The 2011 annual meeting of the American Academy of Dermatology (AAD) in New Orleans featured coverage of nanoparticles, tiny particles that received a huge amount of interest.

Zoe Draelos, MD, consulting professor in the department of dermatology at Duke University School of Medicine, presented "Nanotechnology: Rationale and Implications" during the AAD’s "Hot Topics" symposium.

While nanotechnology was first developed in ninth-century Mesopotamia for clay pot glitter, it today holds biomedical, optical, and electronic promise.

Nanoparticles are smaller than bacteria and overlap in size with viruses, smog, fumes, and smoke. "That is how you all got your nanoparticle dose today, walking to the convention center by breathing in smog and fumes.
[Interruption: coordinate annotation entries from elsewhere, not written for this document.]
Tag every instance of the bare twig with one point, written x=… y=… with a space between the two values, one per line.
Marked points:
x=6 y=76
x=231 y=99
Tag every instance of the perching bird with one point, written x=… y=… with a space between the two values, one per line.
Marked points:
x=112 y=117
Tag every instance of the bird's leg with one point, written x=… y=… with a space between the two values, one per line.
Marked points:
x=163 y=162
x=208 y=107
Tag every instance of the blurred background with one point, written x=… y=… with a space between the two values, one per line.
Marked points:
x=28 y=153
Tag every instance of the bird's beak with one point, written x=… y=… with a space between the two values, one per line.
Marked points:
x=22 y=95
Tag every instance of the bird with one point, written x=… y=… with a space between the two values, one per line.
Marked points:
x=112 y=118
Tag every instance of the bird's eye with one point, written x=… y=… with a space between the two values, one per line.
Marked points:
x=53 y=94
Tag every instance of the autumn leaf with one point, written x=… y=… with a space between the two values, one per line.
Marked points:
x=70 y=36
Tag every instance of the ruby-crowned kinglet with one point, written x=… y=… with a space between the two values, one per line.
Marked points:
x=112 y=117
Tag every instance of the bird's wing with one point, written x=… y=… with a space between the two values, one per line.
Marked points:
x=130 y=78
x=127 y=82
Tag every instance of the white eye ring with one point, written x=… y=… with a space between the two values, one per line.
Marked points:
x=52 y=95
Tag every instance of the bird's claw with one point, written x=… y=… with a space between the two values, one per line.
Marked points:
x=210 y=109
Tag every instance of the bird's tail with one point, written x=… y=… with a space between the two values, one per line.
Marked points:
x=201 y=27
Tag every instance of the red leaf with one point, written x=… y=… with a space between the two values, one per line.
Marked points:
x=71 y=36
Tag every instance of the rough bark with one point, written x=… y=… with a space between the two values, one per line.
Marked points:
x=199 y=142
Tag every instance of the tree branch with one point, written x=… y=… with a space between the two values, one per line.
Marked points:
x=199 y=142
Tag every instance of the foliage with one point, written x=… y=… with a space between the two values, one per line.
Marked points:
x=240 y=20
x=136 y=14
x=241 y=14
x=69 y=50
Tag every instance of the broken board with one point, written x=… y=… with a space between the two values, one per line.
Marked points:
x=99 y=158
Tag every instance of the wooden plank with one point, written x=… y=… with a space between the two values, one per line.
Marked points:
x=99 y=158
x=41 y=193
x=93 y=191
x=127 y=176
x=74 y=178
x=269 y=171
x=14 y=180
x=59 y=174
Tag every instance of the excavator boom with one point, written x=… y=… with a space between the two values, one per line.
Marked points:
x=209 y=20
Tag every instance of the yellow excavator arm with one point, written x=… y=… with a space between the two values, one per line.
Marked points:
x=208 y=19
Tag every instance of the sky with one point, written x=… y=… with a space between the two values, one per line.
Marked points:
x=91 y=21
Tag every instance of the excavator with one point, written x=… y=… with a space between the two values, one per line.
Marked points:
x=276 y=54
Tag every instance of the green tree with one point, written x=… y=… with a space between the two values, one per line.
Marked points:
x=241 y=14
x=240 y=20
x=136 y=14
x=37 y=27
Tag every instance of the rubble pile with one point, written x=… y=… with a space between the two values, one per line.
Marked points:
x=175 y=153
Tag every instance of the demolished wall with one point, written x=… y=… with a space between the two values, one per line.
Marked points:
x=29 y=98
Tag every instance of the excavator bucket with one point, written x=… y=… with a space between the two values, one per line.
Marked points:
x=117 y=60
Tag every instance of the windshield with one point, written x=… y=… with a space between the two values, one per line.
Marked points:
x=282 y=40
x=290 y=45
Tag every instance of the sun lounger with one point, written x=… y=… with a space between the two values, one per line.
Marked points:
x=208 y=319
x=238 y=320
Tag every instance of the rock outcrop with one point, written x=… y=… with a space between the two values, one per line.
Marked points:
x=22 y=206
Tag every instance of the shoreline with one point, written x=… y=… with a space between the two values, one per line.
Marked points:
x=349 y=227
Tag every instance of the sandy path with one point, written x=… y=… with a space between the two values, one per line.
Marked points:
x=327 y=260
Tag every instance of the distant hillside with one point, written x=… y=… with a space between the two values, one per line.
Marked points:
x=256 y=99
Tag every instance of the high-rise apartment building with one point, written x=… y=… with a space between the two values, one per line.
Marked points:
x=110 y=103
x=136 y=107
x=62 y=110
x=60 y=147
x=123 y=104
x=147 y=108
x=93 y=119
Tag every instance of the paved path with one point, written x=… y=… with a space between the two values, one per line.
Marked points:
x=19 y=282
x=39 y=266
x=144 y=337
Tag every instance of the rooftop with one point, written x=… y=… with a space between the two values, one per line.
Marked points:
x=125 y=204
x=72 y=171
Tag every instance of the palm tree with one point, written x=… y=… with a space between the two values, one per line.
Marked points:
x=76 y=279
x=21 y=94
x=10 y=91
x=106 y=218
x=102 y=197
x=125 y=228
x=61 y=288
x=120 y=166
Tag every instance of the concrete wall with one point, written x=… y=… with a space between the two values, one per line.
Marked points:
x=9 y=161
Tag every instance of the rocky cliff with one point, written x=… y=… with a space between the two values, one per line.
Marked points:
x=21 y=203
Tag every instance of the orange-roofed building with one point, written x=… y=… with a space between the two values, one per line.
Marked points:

Combustion is the most important source of nanoparticles in the environment today," Draelos says.

Nanoparticles have interesting properties that change at the nanoscale in unexpected ways. "The material properties change in nanoparticles as the percentage of atoms at the surface increases in relation to the bulk of the material. This means that nanoparticle substances have a different magnetic potential and electrical conductivity," she says. "All of this is important to us in medicine."

This is because nanoparticles may revolutionize imaging of the body and potentially the skin. "Superparamagnetism is possible in magnetic materials. The ferromagnetic materials of particles smaller than 10 nm, something like a quantum dot, actually can change their magnetization direction with room temperature thermal energy," she says. "This means they are highly unstable, but have potential medical uses."

Nanoparticles can further be injected in the form of quantum dots, which can change their magnetism with room-temperature energy or very mild magnetic fields. Because the polarity of these nanoparticles can be changed at room temperature, it might be possible to image the skin in physician’s offices, she adds.

There are other types of nanoparticles. Nanoemulsions are nanoparticles dispersed in oil water emulsion. Polymeric nanoparticles are nanoparticles coated with polyester or nylon to form smooth sphere. Liposomes the size of 25 nm can fuse to the surface of cells and deliver targeted drug-delivery systems. Quantum dots of less than 10 nm are used for electrical purposes, such as personal computing and imaging.

According to Draelos, nanoparticles are here to stay in dermatology. While there were 54 nanoparticle products worldwide by 2005, there were 1,015 nanoparticle products on the market in 2009.

"The high surface area-to-volume ratio of these very, very small particles provides an increased driving force for diffusion," she says. "What does this mean? Nanoparticles offer unique opportunities for drug delivery in and through the skin. Their very small size makes them invisible."

Nanoparticles are four to seven times smaller than a wavelength of light, which renders them invisible. Furthermore, you can take nanoparticle-size pigments that absorb visible light at one wavelength and emit it at another wavelength, producing unusual colors on the face, she says. For example, for wrinkle camouflaging purposes nanoparticles may be the future of color cosmetics.

The most abundant and most conclusive area for dermatologists is in sunscreens. Nanoparticles ZnO and TiO2 are very effective inorganic sunscreens to reflect UV radiation. But a downside is they appear white when placed on the skin surface in large particle size, larger particle size yields higher SPF.